Figure 2: Variation in the correlations between pairs of ecosystem functions (EFs) (lower triangle) and average correlation between these EFs (upper triangle). The different EFs (see list in table 1) were grouped into classes. Mean correlations were calculated using Fisher’s Z transformation of EF correlations per season and year that were averaged over time. The standard deviation of the EF correlations per year and season was calculated to estimate the variation of EF correlations. When no average correlation is shown, the respective EF was not measured in the same season and year. A missing standard deviation for an EF pair shown to have a correlation coefficient represents cases where a correlation coefficient could only be calculated for a single time point.

Drivers of the covariance of EF pairs

To test if the drivers year or season, species richness, and plot identity affect relationships among EFs, we quantified the covariance between all pairs of EFs and the contribution of each driver to these covariances in percentage. These percentages were signed because the drivers can contribute to the EF covariances by affecting the underlying EFs synergistically (signed positive) or antagonistically (signed negative). Importantly, the contribution of individual drivers can have antagonistic (more negative covariance) or synergistic (more positive covariance) effects irrespective of the overall relationship between the respective EF being a synergy or a trade-off.

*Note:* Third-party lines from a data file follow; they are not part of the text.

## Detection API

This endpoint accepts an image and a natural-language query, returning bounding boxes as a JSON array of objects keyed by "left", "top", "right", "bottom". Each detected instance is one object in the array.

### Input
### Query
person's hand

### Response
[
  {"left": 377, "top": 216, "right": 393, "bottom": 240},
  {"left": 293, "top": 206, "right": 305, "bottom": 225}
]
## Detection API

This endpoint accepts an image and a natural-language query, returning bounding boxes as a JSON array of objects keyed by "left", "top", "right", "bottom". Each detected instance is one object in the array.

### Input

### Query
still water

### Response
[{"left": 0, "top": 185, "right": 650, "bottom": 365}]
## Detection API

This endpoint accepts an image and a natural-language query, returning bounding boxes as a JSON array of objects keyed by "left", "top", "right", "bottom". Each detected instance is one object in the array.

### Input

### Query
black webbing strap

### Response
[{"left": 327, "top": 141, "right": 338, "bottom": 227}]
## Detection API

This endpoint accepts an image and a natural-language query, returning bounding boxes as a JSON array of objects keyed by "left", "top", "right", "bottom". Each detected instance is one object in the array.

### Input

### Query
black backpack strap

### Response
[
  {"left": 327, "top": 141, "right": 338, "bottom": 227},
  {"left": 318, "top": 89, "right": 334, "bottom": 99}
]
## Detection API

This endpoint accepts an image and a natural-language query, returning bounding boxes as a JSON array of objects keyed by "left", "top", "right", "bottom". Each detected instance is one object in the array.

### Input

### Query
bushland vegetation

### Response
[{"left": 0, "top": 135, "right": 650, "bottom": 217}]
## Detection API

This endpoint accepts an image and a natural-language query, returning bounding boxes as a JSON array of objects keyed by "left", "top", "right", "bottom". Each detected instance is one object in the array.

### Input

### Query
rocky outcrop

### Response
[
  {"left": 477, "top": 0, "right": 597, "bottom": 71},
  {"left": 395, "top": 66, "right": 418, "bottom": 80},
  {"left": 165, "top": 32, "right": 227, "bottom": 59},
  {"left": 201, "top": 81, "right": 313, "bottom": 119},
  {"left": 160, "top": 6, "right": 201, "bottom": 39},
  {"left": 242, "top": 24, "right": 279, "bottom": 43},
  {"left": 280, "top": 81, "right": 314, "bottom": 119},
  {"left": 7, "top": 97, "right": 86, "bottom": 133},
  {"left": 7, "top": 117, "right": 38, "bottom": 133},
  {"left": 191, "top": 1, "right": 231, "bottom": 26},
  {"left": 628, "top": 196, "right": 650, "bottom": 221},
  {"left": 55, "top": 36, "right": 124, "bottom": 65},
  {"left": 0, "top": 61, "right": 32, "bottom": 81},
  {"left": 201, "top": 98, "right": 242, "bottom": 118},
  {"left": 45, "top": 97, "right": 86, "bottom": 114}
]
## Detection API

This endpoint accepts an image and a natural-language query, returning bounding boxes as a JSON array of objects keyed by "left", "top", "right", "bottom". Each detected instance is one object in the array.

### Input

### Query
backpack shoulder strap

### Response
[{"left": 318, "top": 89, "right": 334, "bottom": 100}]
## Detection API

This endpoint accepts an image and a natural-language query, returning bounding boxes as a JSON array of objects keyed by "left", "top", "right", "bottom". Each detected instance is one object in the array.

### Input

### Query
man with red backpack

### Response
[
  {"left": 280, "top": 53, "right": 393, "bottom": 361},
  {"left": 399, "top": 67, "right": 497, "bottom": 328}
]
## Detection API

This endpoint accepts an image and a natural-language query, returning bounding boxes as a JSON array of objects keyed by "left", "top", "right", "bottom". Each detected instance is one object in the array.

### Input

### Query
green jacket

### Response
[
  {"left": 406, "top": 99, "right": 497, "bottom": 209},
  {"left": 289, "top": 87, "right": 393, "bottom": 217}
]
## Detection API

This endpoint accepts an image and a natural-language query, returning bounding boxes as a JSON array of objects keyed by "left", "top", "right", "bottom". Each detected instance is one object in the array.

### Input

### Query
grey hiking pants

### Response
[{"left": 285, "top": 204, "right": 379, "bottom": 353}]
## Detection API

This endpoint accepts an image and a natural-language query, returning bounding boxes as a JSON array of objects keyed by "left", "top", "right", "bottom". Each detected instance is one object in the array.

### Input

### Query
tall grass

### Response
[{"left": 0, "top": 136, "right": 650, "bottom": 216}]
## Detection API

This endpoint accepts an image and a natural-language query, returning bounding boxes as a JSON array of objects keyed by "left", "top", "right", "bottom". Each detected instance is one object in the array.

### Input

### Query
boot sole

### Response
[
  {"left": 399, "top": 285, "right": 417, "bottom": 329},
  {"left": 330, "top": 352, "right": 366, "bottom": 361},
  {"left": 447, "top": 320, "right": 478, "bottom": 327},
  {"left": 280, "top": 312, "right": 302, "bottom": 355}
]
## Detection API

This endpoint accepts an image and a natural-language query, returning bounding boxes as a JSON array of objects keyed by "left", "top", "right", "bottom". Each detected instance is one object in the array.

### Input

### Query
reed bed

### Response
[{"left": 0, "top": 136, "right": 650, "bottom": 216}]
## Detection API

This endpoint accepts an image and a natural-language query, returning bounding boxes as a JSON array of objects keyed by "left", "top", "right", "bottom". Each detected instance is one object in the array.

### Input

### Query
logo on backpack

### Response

All tested drivers (year, season, SR, and plot ID) affected the covariances between EFs. The largest fraction of covariance among EFs was explained by SR and plotID. However, effects differed between EF pairs in synergies and trade-offs (defined by the sign of the mean correlation, Fig. 2, upper triangle). For synergies, most of the covariance was explained by SR (26.5%). In contrast, for trade-offs, most of the covariance was explained by plot identity (–29.5%, Fig. 3), with the negative value indicating that the individual EFs were driven antagonistically, causing a trade-off. When further investigating plotID, the presence of herbs and legumes already explained half of the effect of plot ID (Supporting information F, Table S4). For synergies, plot ID had intermediate positive effects (18%), mainly due to the presence of grasses and herbs. Year and season caused both positive and negative covariances, so that the average percentages explained by year and season were low (2.8% and -0.6%). For trade-offs, the average percentage of explained covariance by SR was low (–4.2%), contributing positively and negatively to covariance. Season contributed an additional –12.1% to covariance, while year explained very little (-1.3%). Interactions between drivers explained very little covariance (Supporting Information E, Table S3). Unexplained residual covariance was, on average, |4.5%| of the covariance (for synergies 5.5% and for trade-offs –3.6%), suggesting a low amount of random covariation between EFs.